Bu bilgiyi bir film repliğinden öğreniyorsunuz ve belleğinize kazıyorsunuz. Bu film; Fahrenheit 451.  Ray Bradbury’in 1951 yılında aynı isimle yayınlanan bilim kurgu romanının 1966 yılında sinemaya uyarlanmış hali olan film; 24. yüzyılda var olan baskıcı bir toplum düzeninin etkili bir şekilde ele alındığı, toplum-birey arasındaki ilişkiye dair bakış açınızı oldukça değiştiren bir film olma özelliğine sahip.
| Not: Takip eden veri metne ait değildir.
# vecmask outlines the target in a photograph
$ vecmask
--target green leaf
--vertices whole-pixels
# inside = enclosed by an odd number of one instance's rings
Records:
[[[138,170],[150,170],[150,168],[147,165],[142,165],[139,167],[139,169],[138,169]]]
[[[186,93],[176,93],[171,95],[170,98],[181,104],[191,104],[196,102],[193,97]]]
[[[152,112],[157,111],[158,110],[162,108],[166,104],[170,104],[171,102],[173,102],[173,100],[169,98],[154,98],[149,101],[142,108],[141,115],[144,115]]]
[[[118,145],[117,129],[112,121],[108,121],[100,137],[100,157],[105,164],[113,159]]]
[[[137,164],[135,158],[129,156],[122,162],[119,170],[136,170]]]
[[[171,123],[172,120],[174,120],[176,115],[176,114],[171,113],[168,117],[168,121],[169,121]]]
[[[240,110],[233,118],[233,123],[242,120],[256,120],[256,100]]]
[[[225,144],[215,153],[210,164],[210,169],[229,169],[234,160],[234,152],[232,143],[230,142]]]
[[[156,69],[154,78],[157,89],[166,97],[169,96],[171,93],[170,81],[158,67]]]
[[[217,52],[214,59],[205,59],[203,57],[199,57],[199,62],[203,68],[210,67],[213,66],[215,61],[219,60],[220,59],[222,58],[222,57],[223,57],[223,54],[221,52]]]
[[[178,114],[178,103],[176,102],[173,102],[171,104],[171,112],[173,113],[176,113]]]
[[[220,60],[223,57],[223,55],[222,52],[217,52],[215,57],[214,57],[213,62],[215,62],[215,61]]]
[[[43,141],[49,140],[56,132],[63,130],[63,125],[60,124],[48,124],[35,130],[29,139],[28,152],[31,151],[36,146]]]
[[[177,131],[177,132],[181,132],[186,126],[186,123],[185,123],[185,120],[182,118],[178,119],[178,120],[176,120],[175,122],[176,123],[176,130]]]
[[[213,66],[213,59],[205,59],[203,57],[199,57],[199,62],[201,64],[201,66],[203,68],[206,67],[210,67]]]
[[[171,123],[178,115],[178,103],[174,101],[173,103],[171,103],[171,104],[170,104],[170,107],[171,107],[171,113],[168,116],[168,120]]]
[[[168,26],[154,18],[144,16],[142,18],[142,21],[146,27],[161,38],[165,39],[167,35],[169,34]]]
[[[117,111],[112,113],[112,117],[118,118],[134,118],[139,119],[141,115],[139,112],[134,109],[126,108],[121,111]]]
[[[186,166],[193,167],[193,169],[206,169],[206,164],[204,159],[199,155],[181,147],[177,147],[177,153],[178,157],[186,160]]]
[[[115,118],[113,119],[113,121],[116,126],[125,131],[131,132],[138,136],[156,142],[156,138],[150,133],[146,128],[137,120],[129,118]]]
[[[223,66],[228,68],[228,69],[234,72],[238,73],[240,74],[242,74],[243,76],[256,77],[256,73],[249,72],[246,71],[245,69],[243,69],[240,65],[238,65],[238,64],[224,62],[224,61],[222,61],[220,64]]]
Fahrenheit 451; distopik filmlere verilebilecek en güzel örneklerden biri. Distopik film demişken “distopya” kavramını kısaca açıklayalım; Yunanca’da kelime anlamıyla “kötü yer” anlamına gelen distopya; “olumsuz ütopya” ya da Türkçede kullanılan bir terim olarak “korku ütopyası” olarak da bilinmektedir. Yani “Ütopya” kavramıyla ifade edilen o muhteşem yerin tam zıddıdır. Distopik bir toplum; siyasi açıdan ele alındığında; totaliter bir yönetim ya da diğer baskıcı tüm sistemleri ifade eder. Bu toplumun bireyleri ise; baskı altında, yaşam hakları sınırlı, belli bir kalıba uygun olmak zorunda bırakılan gruplar olarak tabir edilebilir. Distopik olarak tabir ettiğimiz eserlerden Fahrenheit 451 ve Bin Dokuz Yüz Seksen Dört gibi en bilinenlerinin II. Dünya Savaşı sonrasında yazılmış olması dikkat çekicidir. II. Dünya Savaşı’nın yarattığı kaos ortamının izlerini taşıyan eserlerde ele alınan baskıcı toplum yapılarında komünist ve faşist yönetim anlayışlarından esinlenmeler de mevcuttur.

Ray Bradbury

Bir toplum düşünün; öyle bir toplum ki bireylerin düşünme yetileri yok… Fahrenheit 451 bu durumu oldukça ön plana çıkaran bir film. Filmin esas adamı olan Guy Montag bir itfaiyeci. Evet bir itfaiyeci fakat sandığınız gibi yangın söndürmekle değil, ateş yakmakla yükümlü zira filmde itfaiye çalışanlarının görevi oldukça ilginç; kitap toplayıp yakmak. Devlet için kitap yasaklanması gereken başlıca materyal. Kitap okumak, biriktirmek toplumsal bir suç olarak lanse ediliyor ve insanların beyinleri kitapların zararlarıyla dolduruluyor. Kitapların yasaklanma nedeni ise; kitap okumanın insan düşünme gücünü tetikleyen bir unsur olması. Kitaplar sayesinde insanlar farklı bilgileri alıyor, değişik duygularını aktif hale getiriyor, sorgulama yetisini kazanıyorlar. Bu durum devlet yönetim mekanizmasının sorgulanmasına yol açabileceğinden, birlik ve beraberliği bozabileceğinden, devlet kendi hâkimiyetinin tehlike altına girmemesi için kitap okumasına karşı çıkıyor.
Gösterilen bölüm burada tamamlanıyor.